• The VOIDRUNNER'S CODEX is coming! Explore new worlds, fight oppressive empires, fend off fearsome aliens, and wield deadly psionics with this comprehensive boxed set expansion for 5E and A5E!

DM "adding" to your PC's background?

What is your view about DM "taking control" of PC background?

  • DM must consult with players first, no surprises

    Votes: 33 29.2%
  • Filling the blanks is good, if it's done right

    Votes: 74 65.5%
  • No, just plain no!

    Votes: 2 1.8%
  • Something else?

    Votes: 4 3.5%

Nagol

Unimportant
<snip>

PC's Story: My player was the daughter of a baroness who is out in the world seeking to prove herself worthy of the future title in taking over the duties of the barony. The barony has fallen on hard times to due lost feud with a hated barony that has managed to usurp much of the fortunes that rightfully belongs to us.

DM's Notes: The current baroness, the mother of the PC, adds to the misfortunes of the barony by trying to live the lifestyle they once had. Lavish parties, opulent clothes, feasts for kings and queens, and servants galore are the rule of the day. Now the barony is heavy in debt and the heir to the barony not only must prove herself capable, but keep the creditors at bay.

PC's Story: My player fled his community because of the wanderlust within him and he didn't want the responsibilities of home.

DM's Notes: He fled because of the arranged marriage his mother and prospective wife wanted for him.

I'm fine with first addition -- it embellishes the situation by adding to the elements normally within control of the DM; NPC motivations and actions.

I'd hate the second addition; it stomps on the PCs personailty and response to stimulus. Perhaps the player has a vision of the character where he fled before being saddled with responsibility because once it comes, he'll treat it responsibly.
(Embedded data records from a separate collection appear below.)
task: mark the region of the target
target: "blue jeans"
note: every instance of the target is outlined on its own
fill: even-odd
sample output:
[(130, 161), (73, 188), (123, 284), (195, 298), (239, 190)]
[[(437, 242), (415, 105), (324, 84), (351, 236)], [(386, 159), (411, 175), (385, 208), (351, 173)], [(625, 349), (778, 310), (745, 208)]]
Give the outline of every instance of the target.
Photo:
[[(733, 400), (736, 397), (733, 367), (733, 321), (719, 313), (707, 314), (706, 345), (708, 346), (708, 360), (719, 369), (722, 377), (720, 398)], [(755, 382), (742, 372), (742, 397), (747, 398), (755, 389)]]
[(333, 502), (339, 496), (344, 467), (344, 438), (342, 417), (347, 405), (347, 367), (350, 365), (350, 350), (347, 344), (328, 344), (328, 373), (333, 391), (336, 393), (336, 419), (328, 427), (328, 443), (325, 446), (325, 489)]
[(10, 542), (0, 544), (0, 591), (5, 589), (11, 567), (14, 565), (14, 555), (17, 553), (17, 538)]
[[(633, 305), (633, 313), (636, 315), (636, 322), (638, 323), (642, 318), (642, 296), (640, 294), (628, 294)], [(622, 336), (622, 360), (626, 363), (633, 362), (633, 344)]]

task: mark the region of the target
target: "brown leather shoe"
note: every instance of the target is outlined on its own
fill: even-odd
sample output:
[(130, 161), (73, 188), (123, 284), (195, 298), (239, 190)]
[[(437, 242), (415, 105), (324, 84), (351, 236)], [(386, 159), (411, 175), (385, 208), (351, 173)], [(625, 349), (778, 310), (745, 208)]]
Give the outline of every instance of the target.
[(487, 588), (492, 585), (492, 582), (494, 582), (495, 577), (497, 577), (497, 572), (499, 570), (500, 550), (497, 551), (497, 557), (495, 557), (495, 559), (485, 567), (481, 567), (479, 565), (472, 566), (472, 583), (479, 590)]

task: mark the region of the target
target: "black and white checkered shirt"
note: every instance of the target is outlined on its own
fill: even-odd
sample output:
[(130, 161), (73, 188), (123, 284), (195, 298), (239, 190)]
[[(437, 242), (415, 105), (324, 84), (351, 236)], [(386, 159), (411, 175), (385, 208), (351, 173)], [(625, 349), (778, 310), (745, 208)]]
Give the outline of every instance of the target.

Perhaps in the player's eyes, an arranged marriage would be immoral for the character to shirk and he wouldn't have gone off if one had been in the offing.
 

log in or register to remove this ad

Than

First Post
Some players maybe ok with it, but some may also think a DM would be taking a big liberty by deciding bits of the background for the player.

I've DM'd a number of games and would always discuss with the players if I wanted some bits of the background better defined.

Also no DM has ever written any part of my background for me, but they have at times offered up some suggestions.
 

prosfilaes

Adventurer
This means that instead of asking, "Is there anyone I know in this town?" my character will actively seek out people in the town he wants to meet, learn something about them, introduce himself, earn their trust - which is far cry from passively moving my game-piece around the board and waiting for my next turn to roll the dice.

Sounds like a game of Papers and Paychecks to me. All the networking games I dread about real life.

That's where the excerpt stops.